Women and the Imposter Syndrome

The Atlantic Magazine has another blockbuster cover story in their May edition investigating the confidence gap between men and women.

Following on the heels of Sheryl Sandberg’s bestseller “Lean In”, the article examines the internal belief (held more frequently by women than men) that someday, someone will discover that despite being a senior law firm partner, they have been fooling everyone and are not competent to do the job. It is remarkable how frequently the aptly named “imposter syndrome” not only holds women back from taking on more senior roles but continues to haunt them once they attain senior status.

Everyone, both men and women experience self-doubt at different points in their lives. The difference is the degree of self-doubt plus the different ways the sexes have in responding to it.

Gender differences are rooted in both biology (testosterone versus estrogen and its impact on risk-taking plus different ways of processing emotion in the male versus the female brain) and in the way that boys and girls are raised. Little boys wrestle, trade insults to establish hierarchies or to show affection and compete with each other to be the leader. They learn to shrug off criticism and be assertive in order to be accepted by other boys.

Little girls learn to play nicely together in order to be accepted by other girls and are rewarded by teachers and parents alike for being quiet, cooperative and always agreeable. Girls can be reluctant to push themselves forward and criticism can undermine a girl’s confidence to a greater degree than for boys. While this agreeable behavior often helps girls do better in structured classroom settings in school and university, it can hold women back when they enter the workforce.

The article emphasizes how confidence is crucial to being accepted as a leader. Confidence is not just as important as competence but can be seen as more important in winning the trust of clients and others. Men often have a life-long expectation and practice of acting with confidence whether they have it or not. The article cites many studies showing men typically over-estimate how well they will do on a test or how qualified they are for a job posting while women typically under-estimate their abilities in the same situations.

There is, however, a further challenge for women that men rarely face. Women know from experience that being seen as too confident, aggressive or “pushy” can cause both men and women not to like or trust a woman leader.

Women pay a heavier penalty for not being liked that can cost them a promotion or their jobs.
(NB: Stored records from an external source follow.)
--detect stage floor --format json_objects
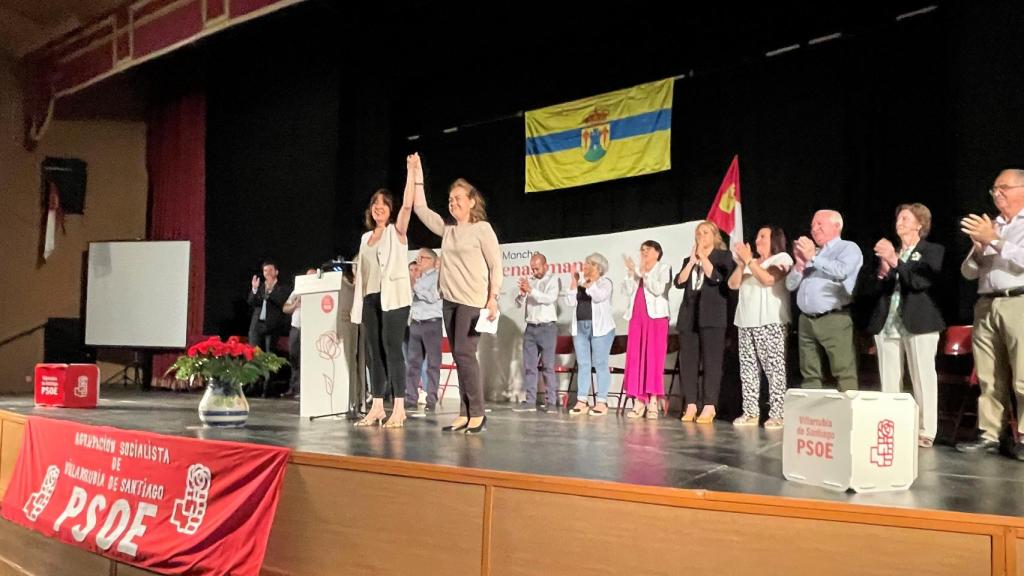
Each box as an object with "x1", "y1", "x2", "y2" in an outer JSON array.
[{"x1": 0, "y1": 390, "x2": 1024, "y2": 517}]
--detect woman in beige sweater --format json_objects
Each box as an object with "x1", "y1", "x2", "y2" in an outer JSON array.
[{"x1": 401, "y1": 154, "x2": 502, "y2": 434}]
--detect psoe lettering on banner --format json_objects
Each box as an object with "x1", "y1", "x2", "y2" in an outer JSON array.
[
  {"x1": 797, "y1": 438, "x2": 833, "y2": 460},
  {"x1": 53, "y1": 486, "x2": 160, "y2": 558}
]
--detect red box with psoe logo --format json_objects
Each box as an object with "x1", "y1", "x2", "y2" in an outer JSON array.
[{"x1": 36, "y1": 364, "x2": 99, "y2": 408}]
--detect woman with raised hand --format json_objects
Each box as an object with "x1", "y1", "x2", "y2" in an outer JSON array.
[
  {"x1": 352, "y1": 179, "x2": 415, "y2": 428},
  {"x1": 402, "y1": 154, "x2": 502, "y2": 434}
]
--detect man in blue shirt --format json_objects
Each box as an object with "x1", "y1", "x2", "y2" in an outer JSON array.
[{"x1": 785, "y1": 210, "x2": 864, "y2": 390}]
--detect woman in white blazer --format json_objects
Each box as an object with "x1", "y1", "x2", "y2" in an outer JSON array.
[
  {"x1": 562, "y1": 252, "x2": 615, "y2": 416},
  {"x1": 352, "y1": 184, "x2": 413, "y2": 427},
  {"x1": 623, "y1": 240, "x2": 672, "y2": 418}
]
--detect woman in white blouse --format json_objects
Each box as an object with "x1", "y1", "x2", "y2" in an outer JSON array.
[
  {"x1": 563, "y1": 252, "x2": 615, "y2": 416},
  {"x1": 729, "y1": 225, "x2": 793, "y2": 429},
  {"x1": 352, "y1": 181, "x2": 415, "y2": 427}
]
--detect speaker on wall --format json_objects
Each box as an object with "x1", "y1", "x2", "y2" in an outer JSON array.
[{"x1": 41, "y1": 156, "x2": 87, "y2": 214}]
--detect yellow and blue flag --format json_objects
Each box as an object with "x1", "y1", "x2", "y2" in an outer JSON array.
[{"x1": 526, "y1": 78, "x2": 674, "y2": 192}]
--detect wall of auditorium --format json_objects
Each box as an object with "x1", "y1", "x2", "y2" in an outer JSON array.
[{"x1": 0, "y1": 57, "x2": 147, "y2": 393}]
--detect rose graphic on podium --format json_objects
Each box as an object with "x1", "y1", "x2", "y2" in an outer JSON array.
[
  {"x1": 316, "y1": 330, "x2": 341, "y2": 412},
  {"x1": 22, "y1": 464, "x2": 60, "y2": 522},
  {"x1": 171, "y1": 464, "x2": 212, "y2": 535},
  {"x1": 871, "y1": 420, "x2": 896, "y2": 468}
]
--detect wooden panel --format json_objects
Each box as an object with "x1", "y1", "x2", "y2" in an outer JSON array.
[
  {"x1": 0, "y1": 520, "x2": 111, "y2": 576},
  {"x1": 490, "y1": 488, "x2": 992, "y2": 576},
  {"x1": 0, "y1": 419, "x2": 25, "y2": 498},
  {"x1": 113, "y1": 562, "x2": 157, "y2": 576},
  {"x1": 263, "y1": 461, "x2": 484, "y2": 576}
]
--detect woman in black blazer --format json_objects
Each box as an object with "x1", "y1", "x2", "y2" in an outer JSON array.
[
  {"x1": 675, "y1": 220, "x2": 735, "y2": 424},
  {"x1": 866, "y1": 203, "x2": 945, "y2": 448}
]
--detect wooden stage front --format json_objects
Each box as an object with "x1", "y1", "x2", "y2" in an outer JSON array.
[{"x1": 0, "y1": 393, "x2": 1024, "y2": 576}]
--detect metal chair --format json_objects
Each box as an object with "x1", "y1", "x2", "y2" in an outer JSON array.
[
  {"x1": 437, "y1": 337, "x2": 458, "y2": 407},
  {"x1": 939, "y1": 326, "x2": 978, "y2": 443}
]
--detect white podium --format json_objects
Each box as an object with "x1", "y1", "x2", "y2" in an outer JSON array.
[
  {"x1": 295, "y1": 272, "x2": 360, "y2": 417},
  {"x1": 782, "y1": 388, "x2": 919, "y2": 492}
]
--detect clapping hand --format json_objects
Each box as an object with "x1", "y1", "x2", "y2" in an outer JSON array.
[
  {"x1": 732, "y1": 242, "x2": 754, "y2": 265},
  {"x1": 874, "y1": 238, "x2": 896, "y2": 268},
  {"x1": 793, "y1": 236, "x2": 815, "y2": 263},
  {"x1": 961, "y1": 214, "x2": 999, "y2": 246},
  {"x1": 624, "y1": 256, "x2": 637, "y2": 276}
]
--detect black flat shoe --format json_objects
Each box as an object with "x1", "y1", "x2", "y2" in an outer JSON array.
[
  {"x1": 466, "y1": 416, "x2": 487, "y2": 434},
  {"x1": 956, "y1": 438, "x2": 999, "y2": 454}
]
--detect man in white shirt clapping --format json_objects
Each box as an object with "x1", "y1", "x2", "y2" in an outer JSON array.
[{"x1": 512, "y1": 252, "x2": 558, "y2": 412}]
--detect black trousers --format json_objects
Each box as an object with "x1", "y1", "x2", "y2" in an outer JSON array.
[
  {"x1": 441, "y1": 300, "x2": 483, "y2": 418},
  {"x1": 362, "y1": 292, "x2": 409, "y2": 399},
  {"x1": 679, "y1": 328, "x2": 725, "y2": 406}
]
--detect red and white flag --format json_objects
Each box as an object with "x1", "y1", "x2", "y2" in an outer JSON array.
[{"x1": 708, "y1": 155, "x2": 743, "y2": 242}]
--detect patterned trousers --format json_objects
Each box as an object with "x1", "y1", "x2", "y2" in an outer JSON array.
[{"x1": 739, "y1": 324, "x2": 785, "y2": 418}]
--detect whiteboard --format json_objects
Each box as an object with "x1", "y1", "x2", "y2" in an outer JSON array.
[{"x1": 85, "y1": 241, "x2": 189, "y2": 348}]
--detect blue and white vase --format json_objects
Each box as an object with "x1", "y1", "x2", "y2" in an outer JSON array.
[{"x1": 199, "y1": 380, "x2": 249, "y2": 428}]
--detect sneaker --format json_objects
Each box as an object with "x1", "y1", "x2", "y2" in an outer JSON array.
[{"x1": 732, "y1": 414, "x2": 759, "y2": 426}]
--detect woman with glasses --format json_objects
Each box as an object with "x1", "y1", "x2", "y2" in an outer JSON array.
[
  {"x1": 562, "y1": 252, "x2": 615, "y2": 416},
  {"x1": 865, "y1": 203, "x2": 945, "y2": 448},
  {"x1": 623, "y1": 240, "x2": 672, "y2": 418},
  {"x1": 729, "y1": 225, "x2": 793, "y2": 429}
]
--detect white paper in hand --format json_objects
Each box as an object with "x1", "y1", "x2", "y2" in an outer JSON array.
[{"x1": 476, "y1": 308, "x2": 502, "y2": 334}]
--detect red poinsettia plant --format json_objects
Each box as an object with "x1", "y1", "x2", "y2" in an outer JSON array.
[{"x1": 166, "y1": 336, "x2": 288, "y2": 389}]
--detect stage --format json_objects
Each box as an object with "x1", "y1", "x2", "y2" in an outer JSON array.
[{"x1": 0, "y1": 390, "x2": 1024, "y2": 575}]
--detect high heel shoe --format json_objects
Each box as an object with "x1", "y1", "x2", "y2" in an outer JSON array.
[
  {"x1": 466, "y1": 416, "x2": 487, "y2": 434},
  {"x1": 384, "y1": 415, "x2": 406, "y2": 428},
  {"x1": 680, "y1": 406, "x2": 697, "y2": 422},
  {"x1": 441, "y1": 417, "x2": 469, "y2": 431},
  {"x1": 696, "y1": 407, "x2": 718, "y2": 424},
  {"x1": 352, "y1": 413, "x2": 385, "y2": 426}
]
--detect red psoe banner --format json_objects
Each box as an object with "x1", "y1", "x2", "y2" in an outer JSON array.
[{"x1": 2, "y1": 417, "x2": 289, "y2": 575}]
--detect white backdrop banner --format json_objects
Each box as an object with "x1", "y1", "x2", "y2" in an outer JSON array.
[{"x1": 410, "y1": 220, "x2": 699, "y2": 409}]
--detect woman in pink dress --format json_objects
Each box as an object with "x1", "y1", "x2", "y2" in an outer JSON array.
[{"x1": 623, "y1": 240, "x2": 672, "y2": 418}]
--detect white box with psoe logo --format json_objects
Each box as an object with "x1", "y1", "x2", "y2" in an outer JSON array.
[{"x1": 782, "y1": 388, "x2": 919, "y2": 492}]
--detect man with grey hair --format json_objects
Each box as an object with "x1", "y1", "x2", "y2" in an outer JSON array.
[
  {"x1": 406, "y1": 248, "x2": 441, "y2": 409},
  {"x1": 956, "y1": 168, "x2": 1024, "y2": 460},
  {"x1": 512, "y1": 252, "x2": 558, "y2": 412},
  {"x1": 785, "y1": 210, "x2": 864, "y2": 390}
]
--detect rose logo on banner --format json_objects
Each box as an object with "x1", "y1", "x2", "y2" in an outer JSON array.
[
  {"x1": 316, "y1": 330, "x2": 341, "y2": 411},
  {"x1": 171, "y1": 464, "x2": 213, "y2": 535},
  {"x1": 75, "y1": 374, "x2": 89, "y2": 398},
  {"x1": 22, "y1": 465, "x2": 60, "y2": 522},
  {"x1": 871, "y1": 420, "x2": 896, "y2": 468}
]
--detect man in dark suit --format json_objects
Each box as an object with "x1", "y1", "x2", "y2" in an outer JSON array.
[{"x1": 249, "y1": 261, "x2": 292, "y2": 351}]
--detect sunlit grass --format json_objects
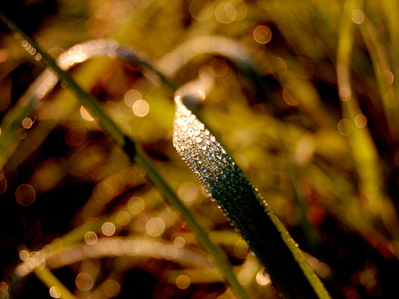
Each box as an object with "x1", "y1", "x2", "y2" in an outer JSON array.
[{"x1": 0, "y1": 0, "x2": 399, "y2": 298}]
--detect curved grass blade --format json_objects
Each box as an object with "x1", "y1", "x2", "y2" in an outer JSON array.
[
  {"x1": 173, "y1": 91, "x2": 330, "y2": 298},
  {"x1": 337, "y1": 0, "x2": 399, "y2": 238},
  {"x1": 0, "y1": 11, "x2": 249, "y2": 298}
]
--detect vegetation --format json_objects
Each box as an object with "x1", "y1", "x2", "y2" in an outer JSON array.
[{"x1": 0, "y1": 0, "x2": 399, "y2": 298}]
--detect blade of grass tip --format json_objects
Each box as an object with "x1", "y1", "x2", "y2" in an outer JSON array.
[
  {"x1": 337, "y1": 0, "x2": 398, "y2": 235},
  {"x1": 0, "y1": 40, "x2": 121, "y2": 171},
  {"x1": 0, "y1": 11, "x2": 125, "y2": 147},
  {"x1": 136, "y1": 148, "x2": 250, "y2": 298},
  {"x1": 173, "y1": 91, "x2": 330, "y2": 299},
  {"x1": 0, "y1": 11, "x2": 249, "y2": 298},
  {"x1": 34, "y1": 267, "x2": 76, "y2": 299}
]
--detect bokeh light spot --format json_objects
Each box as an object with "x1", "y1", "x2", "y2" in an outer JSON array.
[
  {"x1": 127, "y1": 196, "x2": 145, "y2": 214},
  {"x1": 22, "y1": 117, "x2": 34, "y2": 129},
  {"x1": 253, "y1": 25, "x2": 272, "y2": 45},
  {"x1": 132, "y1": 100, "x2": 150, "y2": 117},
  {"x1": 75, "y1": 272, "x2": 94, "y2": 291},
  {"x1": 49, "y1": 286, "x2": 62, "y2": 298},
  {"x1": 101, "y1": 222, "x2": 116, "y2": 237},
  {"x1": 15, "y1": 184, "x2": 36, "y2": 206},
  {"x1": 189, "y1": 0, "x2": 213, "y2": 21},
  {"x1": 176, "y1": 275, "x2": 191, "y2": 290},
  {"x1": 80, "y1": 106, "x2": 94, "y2": 121},
  {"x1": 355, "y1": 114, "x2": 367, "y2": 128},
  {"x1": 116, "y1": 211, "x2": 131, "y2": 225},
  {"x1": 145, "y1": 218, "x2": 165, "y2": 237},
  {"x1": 124, "y1": 89, "x2": 143, "y2": 107},
  {"x1": 215, "y1": 3, "x2": 237, "y2": 24}
]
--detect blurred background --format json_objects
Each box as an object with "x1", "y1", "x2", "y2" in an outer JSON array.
[{"x1": 0, "y1": 0, "x2": 399, "y2": 299}]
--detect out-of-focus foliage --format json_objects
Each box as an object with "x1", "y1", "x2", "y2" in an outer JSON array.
[{"x1": 0, "y1": 0, "x2": 399, "y2": 298}]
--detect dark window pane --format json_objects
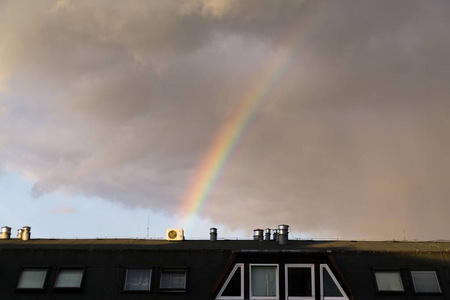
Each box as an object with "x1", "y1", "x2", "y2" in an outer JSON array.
[
  {"x1": 222, "y1": 267, "x2": 241, "y2": 296},
  {"x1": 160, "y1": 269, "x2": 186, "y2": 290},
  {"x1": 17, "y1": 268, "x2": 47, "y2": 289},
  {"x1": 55, "y1": 269, "x2": 84, "y2": 288},
  {"x1": 288, "y1": 267, "x2": 312, "y2": 297},
  {"x1": 124, "y1": 269, "x2": 152, "y2": 291},
  {"x1": 411, "y1": 271, "x2": 441, "y2": 293},
  {"x1": 375, "y1": 271, "x2": 404, "y2": 292},
  {"x1": 322, "y1": 268, "x2": 342, "y2": 297},
  {"x1": 251, "y1": 266, "x2": 277, "y2": 297}
]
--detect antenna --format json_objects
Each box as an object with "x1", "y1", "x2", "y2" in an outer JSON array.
[{"x1": 147, "y1": 212, "x2": 150, "y2": 238}]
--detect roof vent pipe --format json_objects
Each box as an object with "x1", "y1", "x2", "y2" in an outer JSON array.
[
  {"x1": 278, "y1": 224, "x2": 289, "y2": 245},
  {"x1": 209, "y1": 227, "x2": 217, "y2": 242},
  {"x1": 253, "y1": 229, "x2": 264, "y2": 241},
  {"x1": 0, "y1": 226, "x2": 11, "y2": 240},
  {"x1": 273, "y1": 229, "x2": 278, "y2": 242},
  {"x1": 22, "y1": 226, "x2": 31, "y2": 241}
]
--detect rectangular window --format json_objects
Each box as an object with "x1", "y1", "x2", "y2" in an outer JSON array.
[
  {"x1": 375, "y1": 271, "x2": 405, "y2": 292},
  {"x1": 17, "y1": 268, "x2": 48, "y2": 290},
  {"x1": 55, "y1": 268, "x2": 84, "y2": 289},
  {"x1": 285, "y1": 264, "x2": 315, "y2": 299},
  {"x1": 123, "y1": 268, "x2": 152, "y2": 291},
  {"x1": 250, "y1": 264, "x2": 279, "y2": 299},
  {"x1": 411, "y1": 271, "x2": 441, "y2": 294},
  {"x1": 159, "y1": 268, "x2": 187, "y2": 291}
]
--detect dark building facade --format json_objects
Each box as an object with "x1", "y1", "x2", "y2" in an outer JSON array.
[{"x1": 0, "y1": 231, "x2": 450, "y2": 300}]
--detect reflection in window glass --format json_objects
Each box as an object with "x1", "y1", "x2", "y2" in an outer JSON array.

This is the constant line that Hillary Clinton walks in needing to be seen as a confident and tough leader but still showing her caring and compassionate side in order to be liked and trusted enough to get elected.

There is another issue with respect to building confidence that is not addressed in the Atlantic article but is captured in the phrase “the imposter syndrome”. The dictionary defines an imposter as someone who pretends to be someone else in order to deceive others. There is an underlying feeling amongst some women that they are undeserving or not worthy of their accomplishments. This feeling is much more powerful than mere self-doubt.

People who have traditionally not held power (women, visible minorities, people with little education or social status) are constantly wary of being ostracized for not belonging or fitting in – of being seen as imposters trying to act like the elite.

Outsiders know that they are newly arrived into the halls of power. They know that they may not be aware of the accepted rules of behavior and may behave in ways that will make them stand out and be easily excluded. Class distinctions are the clearest examples of this. When successful people from working class backgrounds find themselves in the country-club atmosphere of a corporate culture they know they are in foreign territory. Will they hold their fork properly? Will they understand the subtle inside jokes? Will they be accepted?

Women can face similar challenges. Women may speak or behave in ways that men unconsciously or consciously believe are not appropriate for those wanting power or leadership positions. Women face contradictory expectations of being assertive but caring; commanding but supportive; tough but compassionate. Even if they do get the balance right, there may be a price to pay for not meeting traditional expectations of women always being in supportive rather than leadership positions.

Workplaces designed and led by men are not gender neutral though often men, as well as women who have succeeded there, are unaware of this. The brilliant work being done globally by Barbara Annis in creating gender inclusive workplaces shows how more profitable and successful businesses and law firms can be when they become aware of these differences and work to change them.

Many women lawyers feel they must be careful not to be too feminine (or worse “feminist”) in their behavior or speech if they want access to positions of power or influence alongside men. Having to act like a man in order to succeed is exhausting. Not only does this deprive our workplaces of the total energy and creativity of many of our female lawyers, it can drive women to leave places where they do not feel they can be their authentic selves.

We are all at our best when we bring our authentic selves to work. However, we must also educate both men and women about the legitimate differences in the ways that women and men communicate, behave and make decisions.

It is only when we have authenticity plus inclusion that more women will move into positions of greater responsibility and leadership in the law.

Comments

  1. Dear Linda,

    I received this article through SLAW, and after hearing an extensive interview with Katty Kay and Claire Shipman on the CBC.

    Needless to say, I found your commentary significantly more illuminating than the article or interview. In particular, I appreciate the last few paragraphs on authenticity. For me, that is the essential take-away. Indeed, I then read your piece on “legitimate differences”, which expands on the concept nicely.